Gaining leverage through leverage
But if things remain a little frosty, and if China really wanted to exert some pressure, it might try to engineer domestic inflation – to export it to the US via the manufacturing/IP channel and put pressure on the US, suffering under the weight of its debt burden (could rising freight rates be signaling this already?) Clearly the property market is key to this calculus. It embodies system collateral, and with it impacts confidence and so, consumption (demand). Fix that you will fix a lot of things. The other avenue open to China would be to influence commodities. And as the largest buyer of many commodities, then they probably could. Commodities impact inflation expectations, which in turn influence rates. And if you can influence rates, as Luke Gromen suggests, you might cause a highly-indebted nation’s debt service to go > its defence budget, violating “Ferguson’s Law”. Who knew!?
Ferguson’s Law
“Any great power that spends more on debt service (interest payments on the national debt) than on defence will not stay great for very long.” True of Hapsburg Spain, true of?ancien régime?France, true of the Ottoman Empire, true of the British Empire, this law is about to be put to the test by the US beginning this very year, when (according to the CBO ) net interest outlays will be 3.1% of GDP, defence spending 3.0%”. Bloomberg .
Got gold?
Trust. In.
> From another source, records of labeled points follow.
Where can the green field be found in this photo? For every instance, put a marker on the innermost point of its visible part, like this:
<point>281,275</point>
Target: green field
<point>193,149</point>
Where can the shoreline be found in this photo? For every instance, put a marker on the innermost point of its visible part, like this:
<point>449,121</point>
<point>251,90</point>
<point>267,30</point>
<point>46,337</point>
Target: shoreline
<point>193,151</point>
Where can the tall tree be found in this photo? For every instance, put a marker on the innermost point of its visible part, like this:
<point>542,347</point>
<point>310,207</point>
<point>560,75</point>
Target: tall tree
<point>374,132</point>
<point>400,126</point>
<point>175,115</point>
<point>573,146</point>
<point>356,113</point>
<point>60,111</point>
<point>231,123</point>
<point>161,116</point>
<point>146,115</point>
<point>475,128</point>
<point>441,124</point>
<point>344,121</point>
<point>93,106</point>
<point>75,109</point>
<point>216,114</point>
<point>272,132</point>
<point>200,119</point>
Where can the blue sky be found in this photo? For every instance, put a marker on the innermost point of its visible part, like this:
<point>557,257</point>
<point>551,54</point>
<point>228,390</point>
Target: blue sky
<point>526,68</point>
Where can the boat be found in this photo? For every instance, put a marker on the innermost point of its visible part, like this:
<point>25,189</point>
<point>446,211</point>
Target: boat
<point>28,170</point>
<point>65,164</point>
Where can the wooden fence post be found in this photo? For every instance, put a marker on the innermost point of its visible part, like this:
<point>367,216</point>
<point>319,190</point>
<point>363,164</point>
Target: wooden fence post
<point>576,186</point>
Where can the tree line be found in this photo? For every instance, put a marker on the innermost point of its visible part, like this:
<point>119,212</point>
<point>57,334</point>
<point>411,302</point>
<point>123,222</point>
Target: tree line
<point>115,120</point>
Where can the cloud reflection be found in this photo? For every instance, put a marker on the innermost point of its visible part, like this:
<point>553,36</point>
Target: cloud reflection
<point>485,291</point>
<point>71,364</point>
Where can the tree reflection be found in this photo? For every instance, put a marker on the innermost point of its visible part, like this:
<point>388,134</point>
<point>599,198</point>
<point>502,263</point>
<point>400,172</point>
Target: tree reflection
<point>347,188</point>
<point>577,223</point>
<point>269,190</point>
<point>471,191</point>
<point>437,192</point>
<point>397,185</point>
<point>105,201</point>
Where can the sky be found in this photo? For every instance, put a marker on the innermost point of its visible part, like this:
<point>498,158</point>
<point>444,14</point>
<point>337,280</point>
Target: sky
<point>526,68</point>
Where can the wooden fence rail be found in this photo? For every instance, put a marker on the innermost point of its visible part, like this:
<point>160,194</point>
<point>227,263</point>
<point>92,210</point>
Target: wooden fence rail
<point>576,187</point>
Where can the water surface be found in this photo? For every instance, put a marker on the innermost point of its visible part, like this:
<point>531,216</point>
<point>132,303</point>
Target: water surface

Gold
There’s plenty of reasons for gold’s accession and for why it is ignoring the usual constraints of high real interest rates (which increase the opportunity cost of holding it). The first, it’s suggested, is it doesn’t believe in rates staying high. Rather, it discounts repression, where real-rates are kept artificially low by central banks to assist with deleveraging (see above: too much debt). This could erode the value (and trust) in reserve currencies, like the dollar. A scenario that can accelerate when central bankers fear of being locked-out of dollar based systems, due to others’ actions. Gold recently surpassed the Euro as the second largest reserve asset, a feat in itself, but which still accounts for less than 20% of total reserves. Historically, during periods where system trust erodes (think WW2, the 70s) gold has accounted for up 70% of central bank reserves and up to 10% of financial assets (per Gainsville Coins ). As it’s only about 3% today, it would need to 3 bag before reaching historical averages. So that’s your set up, although I can’t help thinking there’s another driver.
Namely, digital gold – that will embody the characteristics of bitcoin (being divisible, transportable and transferable) but with the backing and trust of the oldest store of value in the world. Unlike pension funds, golds future may actually lie in its past – a future you will hear more about in our upcoming interview with David Tait, CEO of the World Gold Council.
It’s a hugely interesting and ambitious idea.
Paulin’s Law (if interested)
All groceries must go from the vehicle to the house in one trip – it does not matter how many bags there are. You must never enter the pool by the stairs. If you mate dies lifting weights, add 50kg to the bar before calling the ambulance. Never turn down a breath mint. And write down your dreams (well, maybe just some of them).